On 21 May 2024, Google Search Advocate John Mueller advised online retailers to verify that their stores can be used by agentic AI shopping tools after a Swiss market test showed that bot-defense systems still block many automated purchase attempts.
Agentic AI accessibility for online stores
Mueller observed that some anti-bot services treat AI agents the same way they treat malicious crawlers, inadvertently preventing legitimate transactions carried out on behalf of real shoppers.
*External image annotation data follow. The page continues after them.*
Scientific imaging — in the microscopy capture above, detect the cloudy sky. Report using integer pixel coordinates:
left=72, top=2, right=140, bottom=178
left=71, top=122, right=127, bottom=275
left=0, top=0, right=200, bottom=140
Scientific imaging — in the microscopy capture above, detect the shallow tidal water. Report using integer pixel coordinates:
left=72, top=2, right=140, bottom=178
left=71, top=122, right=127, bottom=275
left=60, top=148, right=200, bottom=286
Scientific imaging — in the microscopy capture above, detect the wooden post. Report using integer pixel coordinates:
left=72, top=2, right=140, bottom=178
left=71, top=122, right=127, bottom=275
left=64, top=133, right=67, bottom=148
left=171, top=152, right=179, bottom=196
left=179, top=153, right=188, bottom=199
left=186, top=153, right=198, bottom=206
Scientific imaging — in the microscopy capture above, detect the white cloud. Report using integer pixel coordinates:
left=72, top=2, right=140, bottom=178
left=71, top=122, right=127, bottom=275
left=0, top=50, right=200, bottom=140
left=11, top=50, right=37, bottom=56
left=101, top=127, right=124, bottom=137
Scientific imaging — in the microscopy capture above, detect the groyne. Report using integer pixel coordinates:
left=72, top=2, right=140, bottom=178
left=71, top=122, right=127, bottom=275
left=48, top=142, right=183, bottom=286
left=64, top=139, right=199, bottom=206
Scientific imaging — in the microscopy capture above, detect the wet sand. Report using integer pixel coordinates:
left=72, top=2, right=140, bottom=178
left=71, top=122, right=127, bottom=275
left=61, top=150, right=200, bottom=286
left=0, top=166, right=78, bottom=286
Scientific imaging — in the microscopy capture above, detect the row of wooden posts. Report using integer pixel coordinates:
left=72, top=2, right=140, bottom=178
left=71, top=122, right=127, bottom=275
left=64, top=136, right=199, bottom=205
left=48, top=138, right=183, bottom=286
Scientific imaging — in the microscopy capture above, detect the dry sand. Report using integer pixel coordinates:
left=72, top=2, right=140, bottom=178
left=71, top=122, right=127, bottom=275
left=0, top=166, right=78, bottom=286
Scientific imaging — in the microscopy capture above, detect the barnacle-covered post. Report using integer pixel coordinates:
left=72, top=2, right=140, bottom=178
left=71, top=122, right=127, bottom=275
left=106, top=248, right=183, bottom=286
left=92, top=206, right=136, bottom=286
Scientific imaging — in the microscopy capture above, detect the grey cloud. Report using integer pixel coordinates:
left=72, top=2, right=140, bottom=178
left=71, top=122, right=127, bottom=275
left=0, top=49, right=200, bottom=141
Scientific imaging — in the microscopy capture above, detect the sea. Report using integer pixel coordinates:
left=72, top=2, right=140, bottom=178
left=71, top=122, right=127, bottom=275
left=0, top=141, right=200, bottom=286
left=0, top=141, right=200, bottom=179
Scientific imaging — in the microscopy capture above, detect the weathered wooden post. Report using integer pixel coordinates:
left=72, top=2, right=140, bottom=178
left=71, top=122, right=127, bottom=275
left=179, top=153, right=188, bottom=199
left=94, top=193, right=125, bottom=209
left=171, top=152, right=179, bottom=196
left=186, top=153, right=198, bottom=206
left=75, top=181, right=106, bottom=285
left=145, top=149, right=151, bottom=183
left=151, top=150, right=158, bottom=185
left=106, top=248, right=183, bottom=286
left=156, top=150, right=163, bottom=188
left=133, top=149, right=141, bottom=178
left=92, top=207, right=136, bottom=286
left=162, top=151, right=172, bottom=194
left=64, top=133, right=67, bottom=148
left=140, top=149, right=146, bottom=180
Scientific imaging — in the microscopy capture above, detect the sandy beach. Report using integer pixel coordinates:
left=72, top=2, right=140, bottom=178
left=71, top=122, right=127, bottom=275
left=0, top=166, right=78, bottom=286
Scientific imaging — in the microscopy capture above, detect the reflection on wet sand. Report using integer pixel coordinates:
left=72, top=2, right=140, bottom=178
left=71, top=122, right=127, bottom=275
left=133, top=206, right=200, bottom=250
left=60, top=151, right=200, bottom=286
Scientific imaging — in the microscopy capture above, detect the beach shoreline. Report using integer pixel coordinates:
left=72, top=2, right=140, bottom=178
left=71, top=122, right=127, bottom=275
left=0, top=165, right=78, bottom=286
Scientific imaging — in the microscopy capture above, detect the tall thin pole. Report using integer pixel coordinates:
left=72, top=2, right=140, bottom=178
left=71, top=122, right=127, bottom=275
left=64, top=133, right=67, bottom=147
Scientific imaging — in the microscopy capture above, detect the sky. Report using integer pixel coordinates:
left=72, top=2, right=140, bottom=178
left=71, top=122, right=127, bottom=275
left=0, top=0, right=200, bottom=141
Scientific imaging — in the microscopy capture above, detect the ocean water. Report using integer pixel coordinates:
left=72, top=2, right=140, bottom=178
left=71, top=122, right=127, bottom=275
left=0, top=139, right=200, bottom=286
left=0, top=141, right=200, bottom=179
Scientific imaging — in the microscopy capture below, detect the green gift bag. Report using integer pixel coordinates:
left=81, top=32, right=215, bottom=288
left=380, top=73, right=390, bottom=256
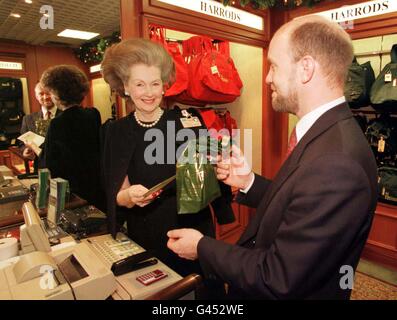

He recommended running basic checkout, form submission, and navigation tests with “common agents” to ensure the journey is possible without manual CAPTCHA intervention. He wrote that merchants should “check your online store to see if it works for shoppers using the common agents.”
Key findings from the Swiss test
- Consultant Malte Polzin used a ChatGPT-based agent on 20 May 2024 to evaluate the 50 largest Swiss retail sites.
- Most stores allowed the agent to complete product selection and payment.
- Failures were usually triggered by CAPTCHAs, Cloudflare Turnstile, maintenance splash pages, or broad bot-defense rules.
- Polzin posted the detailed results on LinkedIn; Mueller reshared the thread the next day.
Why it matters
Agentic AI tools can handle the entire shopping workflow - search, comparison, cart management, and payment - without human clicks or taps. OpenAI, Anthropic, and other vendors have demoed prototype shopping agents since late 2023. Just as retailers optimized sites for mobile users a decade ago, they may now need to accommodate autonomous browser sessions while still maintaining strong fraud controls.
Source references
- John Mueller, LinkedIn post, 21 May 2024.
- Malte Polzin, LinkedIn post detailing Swiss retailer test, 20 May 2024.